Os “ricos”! Mariana não sabe, não tem mundo para saber o que são e como são os verdadeiros ricos. Mas sabe uma coisa: “Não se pode ser rico inocentemente.” Todos os ricos – todos os ricos mais os que ela, coitada, julga ricos – roubaram, exploraram, espoliaram ou são réus de qualquer crime semelhante. Acabe-se com os ricos – para que se acabe com os pobres! Distribua-se a riqueza dos indivíduos, para melhorar a condição das multidões pobres! Pedir aos trabalhadores que trabalhem mais e melhor? Que ideia tão estúpida! Cita Keynes (de memória), já em 2015: “Não vale a pena as empresas produzirem mais se as pessoas não tiverem dinheiro para comprar a produção.” A invocação do grande economista é de uma extraordinária desonestidade intelectual: Keynes viveu num mundo e pensou para um mundo em que havia fronteiras nacionais, em que vigoravam altas taxas alfandegárias proteccionistas e em que os Estados cunhavam moeda própria à sua vontade. Keynes nasceu em 1883 e morreu em 1946 – muito, muito antes de se iniciar e consolidar o processo de globalização capitalista que define o mundo de hoje. Será plausível, será honesto invocar o seu pensamento de há quase cem anos para caucionar com o seu grande nome uma visão retrógrada e miserabilista de um mundo por ela apregoado como mais próspero e justo? Quem, hoje em dia, a não ser as empresas condenadas a definhar, não produz para exportação?! E quem, senão precisamente os países pequenos, necessita como de pão para a boca dos mercados externos?! A Suécia, a Dinamarca, a Noruega e demais países ricos vivem do mercado interno? Oh, dra. Mariana: mesmo em Portugal, nem toda a gente é imbecil.

Mariana Mortágua, mesmo quando arvora a pose de CDT, ignora a história e não entende o presente: por uma óbvia coincidência, em Portugal há muitos pobres porque há poucos ricos. E onde não há ricos, só há pobres. É só olhar à nossa volta, país a país, e verificar o facto. Vindo ainda a talhe de foice acrescentar que muita da estagnação económica da Europa é apenas o resultado de uma deslocalização das indústrias para longínquas paragens onde, graças à desindustrialização do Ocidente, centenas de milhões de seres humanos saíram da mais extrema miséria – da fome pura e dura. Isso incomoda-nos muito, não é ? Pois, mas é a dra. Mariana que enche a boca com os pobres, com a pobreza, com a justiça social, com a infame desigualdade das nossas sociedades ocidentais. Mas nestas, que importa que haja mais milionários se os pobres se tornarem, como tornam, menos pobres?

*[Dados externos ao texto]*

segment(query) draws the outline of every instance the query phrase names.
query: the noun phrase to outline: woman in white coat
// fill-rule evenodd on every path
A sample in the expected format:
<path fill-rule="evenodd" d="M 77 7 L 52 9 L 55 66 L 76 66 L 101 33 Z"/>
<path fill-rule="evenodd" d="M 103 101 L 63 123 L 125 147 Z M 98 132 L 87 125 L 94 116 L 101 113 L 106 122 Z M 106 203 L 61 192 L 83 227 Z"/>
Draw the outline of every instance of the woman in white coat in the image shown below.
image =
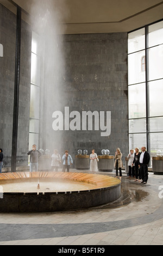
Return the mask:
<path fill-rule="evenodd" d="M 92 154 L 90 156 L 90 171 L 92 172 L 98 172 L 98 164 L 97 164 L 97 155 L 95 153 L 95 149 L 92 150 Z"/>
<path fill-rule="evenodd" d="M 134 160 L 134 150 L 133 149 L 130 150 L 130 153 L 128 154 L 127 158 L 128 159 L 128 166 L 129 168 L 129 173 L 128 175 L 129 178 L 131 177 L 131 173 L 133 174 L 133 176 L 135 176 L 135 167 L 133 166 L 133 161 Z"/>

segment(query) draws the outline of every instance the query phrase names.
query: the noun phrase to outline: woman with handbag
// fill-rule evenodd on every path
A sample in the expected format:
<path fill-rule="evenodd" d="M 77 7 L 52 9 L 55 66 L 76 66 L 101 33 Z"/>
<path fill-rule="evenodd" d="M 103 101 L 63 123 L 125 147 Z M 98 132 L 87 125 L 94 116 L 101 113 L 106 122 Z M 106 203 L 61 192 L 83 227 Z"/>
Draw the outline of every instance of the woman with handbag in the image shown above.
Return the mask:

Bem sei: os milionários são demasiado “ricos”, e como todos os ricos, grandes ou pequenos, devem ser exterminados. Ódio de classe. Pois bem, pago na mesma moeda: nasci numa família rica graças à indústria de meu Pai, em que desde muito pequena aprendi o valor supremo do trabalho e da honestidade: aprendi a ser uma pessoa de bem. Também aprendi a “acumular dinheiro”!!! Quer dizer, a poupar o necessário para evitar depender de terceiros. Aprendi o valor da independência, condição da liberdade, o meu valor supremo. Aprendi o valor de viver numa sociedade decente, em que a pobreza não seja miséria, em que a igualdade de oportunidades seja garantida e em que o mérito seja premiado. Pago os meus impostos todos, todos e mais alguns, mas não aceito o confisco que a dra. Mariana, por puro ódio de classe e correlativo espírito de vingança, quer impor a quem trabalha, ganha e poupa, ou a quem herda o que os pais ganharam e pouparam. Não quero que o Estado me seja imposto como sócio num negócio privado de família.

Tenho orgulho de classe. Porquê? Porque a civilização burguesa, a que pertenço, foi a primeira civilização na História a dignificar o esforço e o trabalho.